Later, I found more old novels by Ketchum, in their original paperback, for not-too-much. JOYRIDE continued the blistering pace of OFF SEASON -- a guy snaps and runs amok, for the sheer rush of it. It's a breathless 200 pages.
HIDE AND SEEK is a sort of sequel to OFF SEASON, though that isn't clear until the end ... when the Bad People from OFF SEASON reappear and turn a twisted, ominous love story into a real nightmare. And Ketchum pulls off another shocking story in about 130 pages. It's probably my favorite of his novels.
Then came THE GIRL NEXT DOOR, in which a girl is kidnapped, locked-up and tortured by a twisted family in the basement of a supposedly "normal" suburban home. This book is a shocker, impossible not to keep reading ... and yet, it somehow doesn't up the ante of his other books. There are parts Ketchum backs away from and says explicitly that he's NOT going to tell you. He doesn't have to. There are also parts early in the book (before things go bad) that have an almost Ray Bradbury-like gentleness. Stephen King went out of his way to call this the scariest book he'd ever read.

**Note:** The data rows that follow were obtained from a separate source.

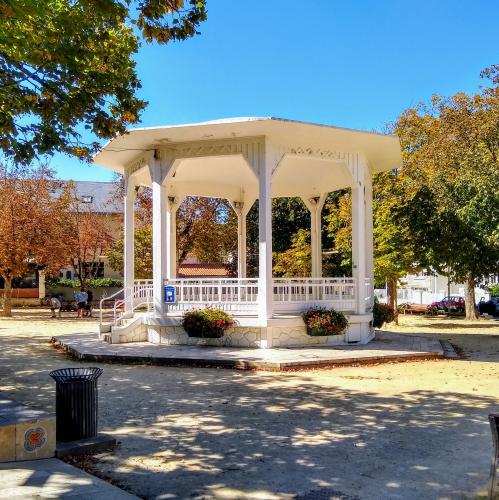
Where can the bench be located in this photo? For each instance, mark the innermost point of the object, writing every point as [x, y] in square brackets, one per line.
[25, 433]
[416, 309]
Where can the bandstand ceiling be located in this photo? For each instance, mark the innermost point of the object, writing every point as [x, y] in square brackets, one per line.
[230, 176]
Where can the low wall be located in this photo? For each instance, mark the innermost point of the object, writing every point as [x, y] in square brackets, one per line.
[250, 336]
[68, 292]
[22, 293]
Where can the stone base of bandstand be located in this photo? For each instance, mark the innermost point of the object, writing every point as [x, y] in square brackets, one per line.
[280, 332]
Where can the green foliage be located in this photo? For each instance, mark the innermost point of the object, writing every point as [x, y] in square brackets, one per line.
[297, 260]
[143, 253]
[321, 322]
[451, 156]
[91, 282]
[382, 313]
[393, 243]
[206, 323]
[68, 66]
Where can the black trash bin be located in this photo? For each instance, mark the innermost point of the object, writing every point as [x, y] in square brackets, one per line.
[76, 403]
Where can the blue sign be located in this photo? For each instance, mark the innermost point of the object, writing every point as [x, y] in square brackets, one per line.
[170, 294]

I've read a handful of Ketchum's other books since then. All worth the cash, none disappointing. One of the best is SHE WAKES, in which an ancient Greek goddess is reincarnated and goes on the warpath after being snubbed after an affair. I was in Greece for a few weeks once, and this book gets the atmosphere of that place down perfect -- the tavernas under the trees, the ancient air around the place, the sense of something brooding and biding its time somewhere nearby. And the story's gritty and believable. Great stuff.
Ketchum won a couple of World Fantasy Awards for his short stories in the '90s. But that belated recognition of his talent doesn't seem like enough. The later reprints of his books include forewards and afterwards that tell you what was going on behind the scenes as the books were written -- and they are well worth it as a peek into the writing process, and into how the publishing business often goes wrong.

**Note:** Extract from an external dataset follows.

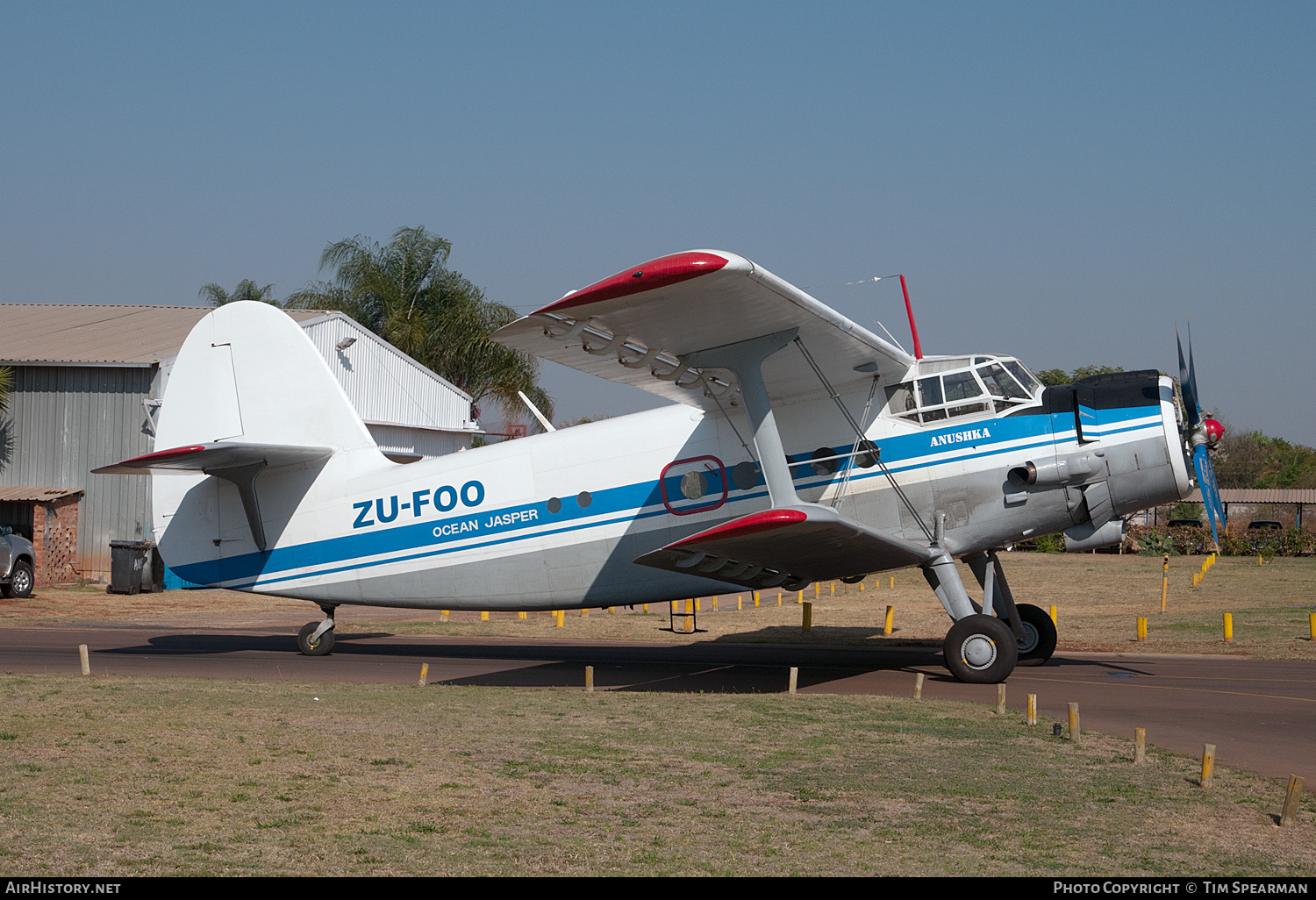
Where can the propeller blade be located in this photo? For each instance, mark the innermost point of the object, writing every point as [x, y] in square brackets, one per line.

You know how a person's writing sometimes seems to conjure up the kind of person they must be, their outlook, their age, etc? Fantasy writer Ursula K. LeGuin -- who also passed away a few days back at age 88 -- was seemingly born 40 years old, always stable, measured, always looking at the long view.
Jack Ketchum wasn't like that. He was always pushy, abrasive, risky -- a 20-year-old punk, constantly getting in your face and trying to get your attention. And that's one of the things that made him great.